Like she would ever let such a thing touch her. "If that is true, then why children? Why is it always the children?"

He broke off a protruding stem off his branch, face closed. "Children feel more helpless. They give into their nightmares more easily," He wasn't looking at her, but he might as well have. "Their fear is more…"

He didn't continue, but Sango knew where he was going. "Potent?" she spat.

He sighed. "You wouldn't understand."

"You are right," she said quietly, getting to her feet. Her fingers trembled. "I wouldn't."

She drew her blade, feeling the delicious thrill of metal against metal sheath. She saw Miroku grip his staff and felt a surge of betrayal—he was a human, but he would defend this hanyou first. But Inuyasha didn't blink an eyelash. He stared at her hard, amber eyes hot and swimming, and even across the distance she had to stifle her rising pulse.
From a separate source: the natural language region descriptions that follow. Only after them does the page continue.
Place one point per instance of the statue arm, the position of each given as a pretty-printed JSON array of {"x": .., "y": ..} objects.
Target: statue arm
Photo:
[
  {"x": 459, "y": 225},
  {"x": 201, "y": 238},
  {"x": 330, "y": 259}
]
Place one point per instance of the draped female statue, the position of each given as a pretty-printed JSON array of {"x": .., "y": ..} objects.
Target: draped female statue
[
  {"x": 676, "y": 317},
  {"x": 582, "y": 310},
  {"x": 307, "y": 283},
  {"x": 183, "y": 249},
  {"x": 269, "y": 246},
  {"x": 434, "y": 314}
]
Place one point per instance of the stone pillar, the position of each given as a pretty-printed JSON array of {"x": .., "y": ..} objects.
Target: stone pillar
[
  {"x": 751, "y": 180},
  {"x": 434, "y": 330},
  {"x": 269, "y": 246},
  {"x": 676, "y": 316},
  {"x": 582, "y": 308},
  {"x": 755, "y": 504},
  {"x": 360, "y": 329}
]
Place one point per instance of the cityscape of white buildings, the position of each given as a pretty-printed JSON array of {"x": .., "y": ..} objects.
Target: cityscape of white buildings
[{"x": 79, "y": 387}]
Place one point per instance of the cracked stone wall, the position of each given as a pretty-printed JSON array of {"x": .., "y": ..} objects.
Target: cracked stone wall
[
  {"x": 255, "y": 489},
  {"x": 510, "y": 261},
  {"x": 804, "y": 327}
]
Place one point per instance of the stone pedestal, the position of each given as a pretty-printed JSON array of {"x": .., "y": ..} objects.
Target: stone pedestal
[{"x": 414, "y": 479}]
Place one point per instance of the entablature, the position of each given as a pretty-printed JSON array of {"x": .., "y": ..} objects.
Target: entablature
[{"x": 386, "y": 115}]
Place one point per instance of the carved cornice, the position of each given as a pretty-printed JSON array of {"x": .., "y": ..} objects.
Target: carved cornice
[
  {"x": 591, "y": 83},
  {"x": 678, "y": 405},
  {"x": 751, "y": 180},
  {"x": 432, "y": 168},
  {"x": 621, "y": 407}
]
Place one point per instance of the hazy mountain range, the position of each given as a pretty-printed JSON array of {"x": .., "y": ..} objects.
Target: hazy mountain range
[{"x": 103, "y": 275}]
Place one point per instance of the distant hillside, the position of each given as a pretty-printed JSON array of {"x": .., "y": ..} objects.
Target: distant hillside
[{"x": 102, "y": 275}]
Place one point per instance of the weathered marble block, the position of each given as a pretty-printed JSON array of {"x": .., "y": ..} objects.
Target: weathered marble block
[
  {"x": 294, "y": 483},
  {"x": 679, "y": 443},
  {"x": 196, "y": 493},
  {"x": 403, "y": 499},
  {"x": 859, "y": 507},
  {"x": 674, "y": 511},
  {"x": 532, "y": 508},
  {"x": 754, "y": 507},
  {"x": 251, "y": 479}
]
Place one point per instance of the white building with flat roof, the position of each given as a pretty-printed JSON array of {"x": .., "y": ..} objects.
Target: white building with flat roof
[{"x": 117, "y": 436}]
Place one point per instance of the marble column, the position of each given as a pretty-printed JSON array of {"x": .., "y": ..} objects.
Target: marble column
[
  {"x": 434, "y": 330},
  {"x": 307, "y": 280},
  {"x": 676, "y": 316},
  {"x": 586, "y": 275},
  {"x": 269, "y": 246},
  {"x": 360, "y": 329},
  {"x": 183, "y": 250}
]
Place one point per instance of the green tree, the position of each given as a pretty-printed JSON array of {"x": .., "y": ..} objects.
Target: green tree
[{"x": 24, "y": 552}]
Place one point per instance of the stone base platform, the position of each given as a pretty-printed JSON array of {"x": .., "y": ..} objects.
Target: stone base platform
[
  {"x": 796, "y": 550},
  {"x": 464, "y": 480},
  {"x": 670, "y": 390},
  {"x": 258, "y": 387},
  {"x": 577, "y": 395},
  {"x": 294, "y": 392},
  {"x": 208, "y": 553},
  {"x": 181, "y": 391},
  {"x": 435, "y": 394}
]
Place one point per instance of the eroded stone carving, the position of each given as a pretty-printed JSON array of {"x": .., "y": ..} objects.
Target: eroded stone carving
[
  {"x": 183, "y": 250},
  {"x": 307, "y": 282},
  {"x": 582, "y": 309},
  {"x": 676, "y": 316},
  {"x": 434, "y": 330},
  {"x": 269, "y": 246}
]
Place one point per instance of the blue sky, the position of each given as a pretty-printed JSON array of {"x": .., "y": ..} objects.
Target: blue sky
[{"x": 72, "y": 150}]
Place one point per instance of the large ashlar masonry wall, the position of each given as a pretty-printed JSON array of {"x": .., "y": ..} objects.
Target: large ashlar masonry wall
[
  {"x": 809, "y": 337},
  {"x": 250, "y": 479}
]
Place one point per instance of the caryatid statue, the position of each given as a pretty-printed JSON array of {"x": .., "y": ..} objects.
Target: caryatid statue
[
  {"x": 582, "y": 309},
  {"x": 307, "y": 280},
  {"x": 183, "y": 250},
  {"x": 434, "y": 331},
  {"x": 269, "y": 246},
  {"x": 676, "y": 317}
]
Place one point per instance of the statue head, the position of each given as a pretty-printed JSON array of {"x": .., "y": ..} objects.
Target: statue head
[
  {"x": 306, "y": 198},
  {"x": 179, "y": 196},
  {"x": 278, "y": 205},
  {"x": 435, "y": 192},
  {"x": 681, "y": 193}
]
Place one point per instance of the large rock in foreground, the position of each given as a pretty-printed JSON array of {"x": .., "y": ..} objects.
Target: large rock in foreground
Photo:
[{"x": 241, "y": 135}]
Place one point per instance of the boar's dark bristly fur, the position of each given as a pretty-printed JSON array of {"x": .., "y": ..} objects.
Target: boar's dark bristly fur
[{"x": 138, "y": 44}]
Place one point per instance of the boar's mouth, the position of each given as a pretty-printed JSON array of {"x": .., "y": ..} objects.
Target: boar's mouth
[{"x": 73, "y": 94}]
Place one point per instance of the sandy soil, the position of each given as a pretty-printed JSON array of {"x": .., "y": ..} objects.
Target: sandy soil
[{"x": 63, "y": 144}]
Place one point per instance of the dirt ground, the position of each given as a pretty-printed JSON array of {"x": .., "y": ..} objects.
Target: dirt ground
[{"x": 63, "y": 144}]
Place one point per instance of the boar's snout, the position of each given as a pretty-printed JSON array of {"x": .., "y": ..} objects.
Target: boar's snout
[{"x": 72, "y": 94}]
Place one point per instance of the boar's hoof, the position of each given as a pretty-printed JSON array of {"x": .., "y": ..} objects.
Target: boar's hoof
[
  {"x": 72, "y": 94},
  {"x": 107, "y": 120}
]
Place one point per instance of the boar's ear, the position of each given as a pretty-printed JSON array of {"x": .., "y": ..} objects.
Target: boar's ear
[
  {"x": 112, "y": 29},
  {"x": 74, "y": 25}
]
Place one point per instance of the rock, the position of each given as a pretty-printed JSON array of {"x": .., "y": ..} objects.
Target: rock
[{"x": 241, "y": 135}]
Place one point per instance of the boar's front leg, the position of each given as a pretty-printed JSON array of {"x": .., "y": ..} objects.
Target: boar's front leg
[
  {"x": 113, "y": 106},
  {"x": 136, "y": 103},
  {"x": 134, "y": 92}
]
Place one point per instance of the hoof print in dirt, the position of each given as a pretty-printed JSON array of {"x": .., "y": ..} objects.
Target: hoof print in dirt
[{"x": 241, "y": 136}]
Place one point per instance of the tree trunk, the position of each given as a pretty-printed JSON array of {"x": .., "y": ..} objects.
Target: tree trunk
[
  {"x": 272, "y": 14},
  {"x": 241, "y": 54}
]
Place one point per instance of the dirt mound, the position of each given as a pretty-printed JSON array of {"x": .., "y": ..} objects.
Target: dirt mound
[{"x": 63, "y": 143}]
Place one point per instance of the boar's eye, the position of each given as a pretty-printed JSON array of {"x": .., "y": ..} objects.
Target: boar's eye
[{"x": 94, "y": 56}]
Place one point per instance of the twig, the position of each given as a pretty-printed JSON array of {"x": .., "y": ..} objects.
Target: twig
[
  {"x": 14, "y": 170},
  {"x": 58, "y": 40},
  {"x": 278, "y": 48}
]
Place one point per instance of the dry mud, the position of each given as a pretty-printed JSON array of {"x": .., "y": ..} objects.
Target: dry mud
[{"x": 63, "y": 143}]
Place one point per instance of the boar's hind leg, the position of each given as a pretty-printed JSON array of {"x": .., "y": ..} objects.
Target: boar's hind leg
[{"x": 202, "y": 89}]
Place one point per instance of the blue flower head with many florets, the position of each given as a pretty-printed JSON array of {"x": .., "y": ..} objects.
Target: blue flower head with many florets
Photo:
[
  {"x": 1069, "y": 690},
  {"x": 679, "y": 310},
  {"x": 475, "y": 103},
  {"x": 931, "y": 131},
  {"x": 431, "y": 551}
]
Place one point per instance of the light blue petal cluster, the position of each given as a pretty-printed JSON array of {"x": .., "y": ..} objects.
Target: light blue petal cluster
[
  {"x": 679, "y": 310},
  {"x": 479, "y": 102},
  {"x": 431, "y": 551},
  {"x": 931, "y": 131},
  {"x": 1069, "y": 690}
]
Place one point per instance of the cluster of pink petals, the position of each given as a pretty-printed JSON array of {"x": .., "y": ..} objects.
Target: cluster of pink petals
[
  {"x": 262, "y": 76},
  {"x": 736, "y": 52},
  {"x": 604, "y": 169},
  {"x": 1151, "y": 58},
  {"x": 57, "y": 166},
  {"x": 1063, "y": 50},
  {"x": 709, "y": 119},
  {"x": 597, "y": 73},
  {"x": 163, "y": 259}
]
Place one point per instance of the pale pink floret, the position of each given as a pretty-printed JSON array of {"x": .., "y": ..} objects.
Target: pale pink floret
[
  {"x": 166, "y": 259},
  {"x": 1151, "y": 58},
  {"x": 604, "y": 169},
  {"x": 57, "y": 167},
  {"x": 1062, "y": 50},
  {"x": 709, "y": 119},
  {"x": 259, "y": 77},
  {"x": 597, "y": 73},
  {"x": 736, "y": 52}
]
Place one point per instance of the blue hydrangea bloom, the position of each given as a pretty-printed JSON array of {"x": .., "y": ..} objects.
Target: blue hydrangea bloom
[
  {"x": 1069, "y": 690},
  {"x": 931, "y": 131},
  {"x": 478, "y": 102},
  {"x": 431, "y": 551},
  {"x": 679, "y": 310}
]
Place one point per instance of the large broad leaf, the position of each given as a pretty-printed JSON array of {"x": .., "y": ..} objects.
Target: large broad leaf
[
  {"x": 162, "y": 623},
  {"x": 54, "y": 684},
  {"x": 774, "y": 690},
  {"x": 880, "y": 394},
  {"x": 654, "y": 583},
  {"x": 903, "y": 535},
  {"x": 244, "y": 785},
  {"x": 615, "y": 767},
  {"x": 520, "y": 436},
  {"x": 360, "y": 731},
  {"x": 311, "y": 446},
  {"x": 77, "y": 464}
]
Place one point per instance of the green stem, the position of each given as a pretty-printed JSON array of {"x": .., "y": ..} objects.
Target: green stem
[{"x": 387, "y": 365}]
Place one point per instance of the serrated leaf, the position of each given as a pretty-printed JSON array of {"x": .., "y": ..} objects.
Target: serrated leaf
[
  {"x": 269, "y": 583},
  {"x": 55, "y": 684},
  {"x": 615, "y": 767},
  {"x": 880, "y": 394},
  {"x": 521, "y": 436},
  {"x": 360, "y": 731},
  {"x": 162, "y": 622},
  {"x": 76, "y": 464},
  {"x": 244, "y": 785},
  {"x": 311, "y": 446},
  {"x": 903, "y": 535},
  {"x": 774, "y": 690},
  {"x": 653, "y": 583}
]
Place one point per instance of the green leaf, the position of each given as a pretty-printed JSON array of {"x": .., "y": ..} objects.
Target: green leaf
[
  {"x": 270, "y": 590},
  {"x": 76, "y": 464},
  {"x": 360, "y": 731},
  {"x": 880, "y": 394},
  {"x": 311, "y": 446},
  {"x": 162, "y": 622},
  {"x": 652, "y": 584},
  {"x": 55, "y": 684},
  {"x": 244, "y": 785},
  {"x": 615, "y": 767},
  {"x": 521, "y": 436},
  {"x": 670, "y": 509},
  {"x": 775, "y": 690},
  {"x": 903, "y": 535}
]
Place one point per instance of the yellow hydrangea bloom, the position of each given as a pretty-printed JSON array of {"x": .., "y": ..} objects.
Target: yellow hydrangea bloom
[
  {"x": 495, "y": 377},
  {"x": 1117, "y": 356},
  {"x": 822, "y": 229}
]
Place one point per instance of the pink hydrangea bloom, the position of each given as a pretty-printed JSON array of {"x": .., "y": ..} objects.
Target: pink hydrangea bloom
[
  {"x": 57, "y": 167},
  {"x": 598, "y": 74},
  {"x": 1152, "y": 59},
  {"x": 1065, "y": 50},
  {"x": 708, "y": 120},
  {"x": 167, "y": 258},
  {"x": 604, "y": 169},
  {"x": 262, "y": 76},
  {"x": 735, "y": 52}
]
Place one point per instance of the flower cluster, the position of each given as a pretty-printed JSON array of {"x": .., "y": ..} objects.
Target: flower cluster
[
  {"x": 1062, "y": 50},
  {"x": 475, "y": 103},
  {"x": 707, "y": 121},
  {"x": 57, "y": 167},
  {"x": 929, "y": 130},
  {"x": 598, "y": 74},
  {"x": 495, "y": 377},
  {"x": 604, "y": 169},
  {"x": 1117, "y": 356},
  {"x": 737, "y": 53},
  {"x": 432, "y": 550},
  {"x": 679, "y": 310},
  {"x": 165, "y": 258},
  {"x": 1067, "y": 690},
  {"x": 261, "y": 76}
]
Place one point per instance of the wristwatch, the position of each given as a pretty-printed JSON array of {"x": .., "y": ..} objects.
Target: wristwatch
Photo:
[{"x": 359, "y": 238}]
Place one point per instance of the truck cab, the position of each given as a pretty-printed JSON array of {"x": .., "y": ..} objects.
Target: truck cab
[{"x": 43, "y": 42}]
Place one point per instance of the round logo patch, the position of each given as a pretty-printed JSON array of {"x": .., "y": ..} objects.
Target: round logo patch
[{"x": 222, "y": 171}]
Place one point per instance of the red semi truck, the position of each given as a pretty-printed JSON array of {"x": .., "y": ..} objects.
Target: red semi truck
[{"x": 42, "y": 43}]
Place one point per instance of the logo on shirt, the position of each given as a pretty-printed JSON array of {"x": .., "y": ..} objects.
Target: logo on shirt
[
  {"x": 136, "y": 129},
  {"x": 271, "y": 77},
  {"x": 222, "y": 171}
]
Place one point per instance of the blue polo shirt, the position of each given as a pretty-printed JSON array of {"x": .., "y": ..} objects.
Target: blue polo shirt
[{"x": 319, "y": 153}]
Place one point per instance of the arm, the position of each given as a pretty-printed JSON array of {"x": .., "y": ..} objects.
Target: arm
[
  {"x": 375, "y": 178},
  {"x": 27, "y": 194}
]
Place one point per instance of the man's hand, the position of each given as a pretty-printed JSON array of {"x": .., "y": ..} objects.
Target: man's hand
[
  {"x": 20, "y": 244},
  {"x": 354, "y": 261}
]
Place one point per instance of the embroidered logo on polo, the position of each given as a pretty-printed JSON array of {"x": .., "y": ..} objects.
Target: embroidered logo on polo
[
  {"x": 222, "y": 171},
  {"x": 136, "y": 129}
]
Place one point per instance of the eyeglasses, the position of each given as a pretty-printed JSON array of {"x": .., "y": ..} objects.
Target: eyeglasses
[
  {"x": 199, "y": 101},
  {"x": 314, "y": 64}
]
"Excuse me," she said frostily. "But I am going to go kill that thing so that it doesn't get bored and go steal someone's child." She turned on her heel swiftly and stalked into the brush. When Kirara tried to rise as she passed, she waved her down. This was her kill.

She was tired of being afraid.

The nightmares hadn't ceased. The ones that had plagued her every night since she'd awoken to the feel of dirt on her face. Ever since, she had awoken with terrible, gut wrenching fear, and even now she could feel that insect hum like a caress on her senses, enticing her.

He said it like it was nothing. Being helpless. Afraid. But these were real, terrifying feelings to her, things she couldn't tolerate if she wanted to move forward even another day. She had gotten used to biting her tongue and wiping at her face and thinking, its morning and I'm alive.

But it wasn't enough. It would never be enough. And she was sick of pretending it would one day.

She found the youkai, slithering anxiously against a line of ofuda. She cut it down with a single stroke and torched it, staying to watch it burn and crumble like dust.

She remembered how terrified she had been as a child of this thing and yet knowing that she could not let Otou-san know, because he would worry. Because he might start crying again. Now faced with it, it seemed almost pitable. Pathetic.

When she returned to camp, the fire had dwindled low. Miroku was asleep, or feigning it, and Inuyasha was nowhere to be seen. Feeling exhausted, she buckled down next to Kirara, curling into her mane. She almost didn't feel the scrutiny of eyes somewhere in the dark.

There were still nightmares though. There might...always be.